The power of this norm manifests itself in an especially violent way in operations performed on intersex babies and toddlers. Even today, and even in Germany, “corrective” operations are still being performed when a newborn’s external genitals cannot be unambiguously assigned to a certain sex (other forms of intersexuality are revealed only later, and in other ways). This happens before the children themselves have a voice, and it can have long-term, irreversible, physical and psychological consequences. Far less weight is given to a child’s fundamental human right to physical integrity and (gender) self-determination than to society’s insistence on unambiguous gender assignment.
“Gender is between your ears, not your legs!” While this statement may seem provocative, it reflects an insight that is central to the educational work of the 100% MENSCH project.

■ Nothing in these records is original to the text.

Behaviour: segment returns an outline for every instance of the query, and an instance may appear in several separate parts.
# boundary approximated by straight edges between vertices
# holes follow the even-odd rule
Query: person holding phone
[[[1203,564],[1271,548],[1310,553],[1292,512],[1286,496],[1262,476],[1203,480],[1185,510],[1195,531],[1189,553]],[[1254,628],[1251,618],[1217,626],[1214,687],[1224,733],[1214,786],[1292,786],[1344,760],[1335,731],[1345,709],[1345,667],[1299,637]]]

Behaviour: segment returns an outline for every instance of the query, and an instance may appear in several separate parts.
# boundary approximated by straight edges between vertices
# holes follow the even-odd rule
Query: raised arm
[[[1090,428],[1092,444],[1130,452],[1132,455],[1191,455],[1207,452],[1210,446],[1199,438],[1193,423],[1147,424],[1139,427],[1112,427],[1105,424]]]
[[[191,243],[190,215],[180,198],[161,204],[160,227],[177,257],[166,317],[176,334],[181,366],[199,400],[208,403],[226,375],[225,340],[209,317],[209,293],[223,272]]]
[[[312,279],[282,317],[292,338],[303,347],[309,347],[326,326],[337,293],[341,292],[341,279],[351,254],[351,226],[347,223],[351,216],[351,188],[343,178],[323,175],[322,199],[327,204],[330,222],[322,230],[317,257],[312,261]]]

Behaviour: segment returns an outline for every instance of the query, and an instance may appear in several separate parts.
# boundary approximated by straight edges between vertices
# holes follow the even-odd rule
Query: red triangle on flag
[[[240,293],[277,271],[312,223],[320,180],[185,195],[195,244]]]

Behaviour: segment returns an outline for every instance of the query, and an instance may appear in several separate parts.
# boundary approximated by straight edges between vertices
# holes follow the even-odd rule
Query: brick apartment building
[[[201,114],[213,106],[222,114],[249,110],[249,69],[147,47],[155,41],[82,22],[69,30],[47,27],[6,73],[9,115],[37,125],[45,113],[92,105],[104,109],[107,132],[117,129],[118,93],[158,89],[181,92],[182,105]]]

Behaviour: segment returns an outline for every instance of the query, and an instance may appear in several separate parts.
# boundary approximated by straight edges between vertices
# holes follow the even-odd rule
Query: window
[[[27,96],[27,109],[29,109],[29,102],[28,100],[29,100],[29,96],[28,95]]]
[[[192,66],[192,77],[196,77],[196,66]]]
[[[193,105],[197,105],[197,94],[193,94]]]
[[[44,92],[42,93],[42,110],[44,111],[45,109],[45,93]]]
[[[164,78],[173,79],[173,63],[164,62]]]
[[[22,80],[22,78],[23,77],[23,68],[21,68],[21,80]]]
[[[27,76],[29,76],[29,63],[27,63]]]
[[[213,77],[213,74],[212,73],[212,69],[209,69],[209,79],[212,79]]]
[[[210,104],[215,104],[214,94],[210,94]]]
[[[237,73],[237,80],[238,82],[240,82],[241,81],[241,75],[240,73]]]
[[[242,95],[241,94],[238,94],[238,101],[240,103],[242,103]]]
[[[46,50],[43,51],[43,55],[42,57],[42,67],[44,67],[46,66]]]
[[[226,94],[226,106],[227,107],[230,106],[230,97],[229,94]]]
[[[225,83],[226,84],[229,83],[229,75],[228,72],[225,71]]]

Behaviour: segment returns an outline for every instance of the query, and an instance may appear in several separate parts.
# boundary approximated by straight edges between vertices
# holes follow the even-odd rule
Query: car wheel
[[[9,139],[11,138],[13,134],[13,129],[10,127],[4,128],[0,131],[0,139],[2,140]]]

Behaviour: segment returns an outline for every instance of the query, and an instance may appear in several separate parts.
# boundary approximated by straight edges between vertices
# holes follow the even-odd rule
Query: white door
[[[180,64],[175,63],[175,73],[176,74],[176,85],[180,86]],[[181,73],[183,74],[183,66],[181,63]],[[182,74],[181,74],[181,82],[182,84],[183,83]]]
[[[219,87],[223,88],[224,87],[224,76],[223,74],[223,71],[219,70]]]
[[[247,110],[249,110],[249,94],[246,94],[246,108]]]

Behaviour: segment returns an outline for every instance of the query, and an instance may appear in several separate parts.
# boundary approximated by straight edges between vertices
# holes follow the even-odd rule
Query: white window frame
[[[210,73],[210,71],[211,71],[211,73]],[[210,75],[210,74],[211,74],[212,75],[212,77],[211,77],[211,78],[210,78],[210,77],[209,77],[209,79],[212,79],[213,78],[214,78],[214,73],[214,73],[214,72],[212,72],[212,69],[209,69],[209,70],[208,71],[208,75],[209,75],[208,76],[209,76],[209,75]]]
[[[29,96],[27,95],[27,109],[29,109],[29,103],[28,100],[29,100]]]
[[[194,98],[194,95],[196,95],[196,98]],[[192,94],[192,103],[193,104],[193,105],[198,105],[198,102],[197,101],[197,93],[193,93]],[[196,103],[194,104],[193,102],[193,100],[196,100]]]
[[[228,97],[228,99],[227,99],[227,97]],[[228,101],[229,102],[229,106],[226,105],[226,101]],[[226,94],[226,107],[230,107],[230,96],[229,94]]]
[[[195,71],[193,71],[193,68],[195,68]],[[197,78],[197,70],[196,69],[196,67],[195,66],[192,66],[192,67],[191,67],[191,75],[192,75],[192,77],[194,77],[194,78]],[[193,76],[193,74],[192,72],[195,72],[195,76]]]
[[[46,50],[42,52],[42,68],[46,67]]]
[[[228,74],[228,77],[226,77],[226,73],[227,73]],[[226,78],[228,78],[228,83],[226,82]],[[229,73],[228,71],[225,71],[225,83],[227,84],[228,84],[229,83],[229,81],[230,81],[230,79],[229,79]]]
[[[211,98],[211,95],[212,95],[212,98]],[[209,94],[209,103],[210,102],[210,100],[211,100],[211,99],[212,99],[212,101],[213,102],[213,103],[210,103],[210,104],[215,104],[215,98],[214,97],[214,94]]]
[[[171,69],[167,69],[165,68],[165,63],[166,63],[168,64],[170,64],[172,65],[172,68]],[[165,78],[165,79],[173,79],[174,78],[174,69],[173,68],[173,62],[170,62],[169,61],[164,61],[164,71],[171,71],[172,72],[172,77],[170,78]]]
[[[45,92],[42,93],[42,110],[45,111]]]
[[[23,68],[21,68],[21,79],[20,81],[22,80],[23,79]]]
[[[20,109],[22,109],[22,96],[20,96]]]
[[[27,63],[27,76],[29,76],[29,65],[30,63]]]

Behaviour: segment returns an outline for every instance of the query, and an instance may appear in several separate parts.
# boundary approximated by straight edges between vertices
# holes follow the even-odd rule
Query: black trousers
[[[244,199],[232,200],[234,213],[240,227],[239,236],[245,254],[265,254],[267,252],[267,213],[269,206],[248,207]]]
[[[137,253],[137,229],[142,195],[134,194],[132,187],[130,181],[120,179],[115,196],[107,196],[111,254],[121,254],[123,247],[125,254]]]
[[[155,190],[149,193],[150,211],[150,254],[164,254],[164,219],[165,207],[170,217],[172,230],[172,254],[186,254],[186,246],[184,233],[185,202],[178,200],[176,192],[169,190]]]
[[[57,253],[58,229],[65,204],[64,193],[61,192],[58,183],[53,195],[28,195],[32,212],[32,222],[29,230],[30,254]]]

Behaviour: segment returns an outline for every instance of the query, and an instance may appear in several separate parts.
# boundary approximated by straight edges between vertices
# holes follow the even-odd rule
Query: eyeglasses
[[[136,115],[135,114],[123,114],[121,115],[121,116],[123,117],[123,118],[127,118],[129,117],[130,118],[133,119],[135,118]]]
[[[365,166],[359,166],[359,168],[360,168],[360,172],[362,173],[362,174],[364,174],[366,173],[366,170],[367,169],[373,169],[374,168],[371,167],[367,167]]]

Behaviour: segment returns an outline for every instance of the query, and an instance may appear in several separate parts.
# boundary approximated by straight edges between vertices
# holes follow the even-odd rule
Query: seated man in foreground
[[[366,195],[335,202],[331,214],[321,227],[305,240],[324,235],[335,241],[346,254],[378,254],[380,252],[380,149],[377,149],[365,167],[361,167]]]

It emphasizes that “gender” is a complex construct made up of numerous factors, and it is at the heart of the ethical principle that forms the basis for the work we do as a human rights organization: Every person has the right to sexual and physical self-determination.
In other words, no one else can decide what a person’s gender is – especially when that gender deviates from what is commonly regarded as “female” or “male.”
Recognizing people for who they truly are – not as how they are defined by others – and freeing the gender roles of “men” and “women” from the pressures of social expectations will require nothing less than a gender revolution.